Widzimy te pisma, ale brzmień nie słyszymy jak wówczas one wyrazy były wymawiane.

O stanowcem a niezbędnem odróżnianiu h od ch czyli łac. kh.

Niektórzy Polacy mało zwracają uwagi na różnicę brzmienia tych dwóch głosek.

[Zaborowski Stanisław] "Abyśmy liter właściwe zachowali brzmienie, jakie w łacińskich mają wyrażali, kiedy podobnież i w polskich brzmią... chyba że zmieniają znaczenie: to wtedy znamionami pewnemi, tę samą jednak postać litery zachowawszy znaczyć głoski trzeba".

Tak np. pytanie, czy należy używać w IV p. l. p. formy moję lub moją, Francyę lub Francyą i t . p., nie należy zgoła do pisowni; toż samo usunąć należało z kwestyi ortograficznych pytania: nawiedzić czy nawidzić, śpiewać czy spiewać, skarżyć czy skarzyć, i t. p., chodzi tu bowiem o samo brzmienie wyrazów, nie zaś o sposób pisania.

Zalecając, żeby pisano mleko, chleb, zastosujemy się tylko do modnego ale nawet nie bardzo rozpowszechnionego sposobu wymawiania wyrazów, których brzmienie prawidłowe jest inne.

Dodatek ten nie wchodzi bynajmniej w kolizyą z zasadą prawidła 2., według którego pisać należy: Goethe, Schiller, gdyż „Gete" lub „Szyler" nie byłoby już transkrypcyą brzmienia oryginalnego, ale zmianą samego brzmienia, przyswojeniem imienia własnego (jak Tycyan lub Kondeusz), którego język w praktyce sobie bynajmniej nie przyswoił.

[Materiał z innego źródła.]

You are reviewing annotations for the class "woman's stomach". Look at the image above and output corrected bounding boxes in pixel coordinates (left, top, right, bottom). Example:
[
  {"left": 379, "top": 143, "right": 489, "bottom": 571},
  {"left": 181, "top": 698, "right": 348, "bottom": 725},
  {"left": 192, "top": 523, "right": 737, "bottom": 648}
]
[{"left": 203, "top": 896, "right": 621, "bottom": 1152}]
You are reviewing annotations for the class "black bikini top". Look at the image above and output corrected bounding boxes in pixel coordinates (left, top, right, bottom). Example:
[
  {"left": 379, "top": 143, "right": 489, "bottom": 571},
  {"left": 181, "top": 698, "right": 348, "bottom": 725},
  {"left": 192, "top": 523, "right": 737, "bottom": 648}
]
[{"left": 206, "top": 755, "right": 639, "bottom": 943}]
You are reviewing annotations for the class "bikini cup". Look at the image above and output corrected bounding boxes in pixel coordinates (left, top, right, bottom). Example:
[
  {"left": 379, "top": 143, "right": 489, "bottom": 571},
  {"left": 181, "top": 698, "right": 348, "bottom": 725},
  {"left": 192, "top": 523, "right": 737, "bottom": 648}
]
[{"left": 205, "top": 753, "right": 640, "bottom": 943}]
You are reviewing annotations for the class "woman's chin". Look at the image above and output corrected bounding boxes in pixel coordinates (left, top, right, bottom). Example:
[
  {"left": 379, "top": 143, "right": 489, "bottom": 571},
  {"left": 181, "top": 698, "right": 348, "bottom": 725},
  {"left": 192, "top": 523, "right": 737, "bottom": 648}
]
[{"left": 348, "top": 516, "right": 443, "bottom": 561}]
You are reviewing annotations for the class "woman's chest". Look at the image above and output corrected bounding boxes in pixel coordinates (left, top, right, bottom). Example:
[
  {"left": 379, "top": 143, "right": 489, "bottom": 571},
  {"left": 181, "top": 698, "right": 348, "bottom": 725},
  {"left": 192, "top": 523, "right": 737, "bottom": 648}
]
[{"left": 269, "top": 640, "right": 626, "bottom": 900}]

[...] narządy mowne: Należą tu: 1) tchawica, przez którą wydostaje się z płuc prąd powietrza, zwany wydechem, 2) krtań, czyli główna część tchawicy, w której umieszczone są 3) wiązadła głosowe, sprężyste błony, zdolne do drgania i wydawania przez to brzmienia, czyli dźwięku. Między strunami znajduje się 4) szpara głosowa, przez którą przepływa powietrze bezdźwięcznie (np. przy wydychaniu). W krtani znajduje się oprócz tego nagłośnia, zamykająca tchawicę.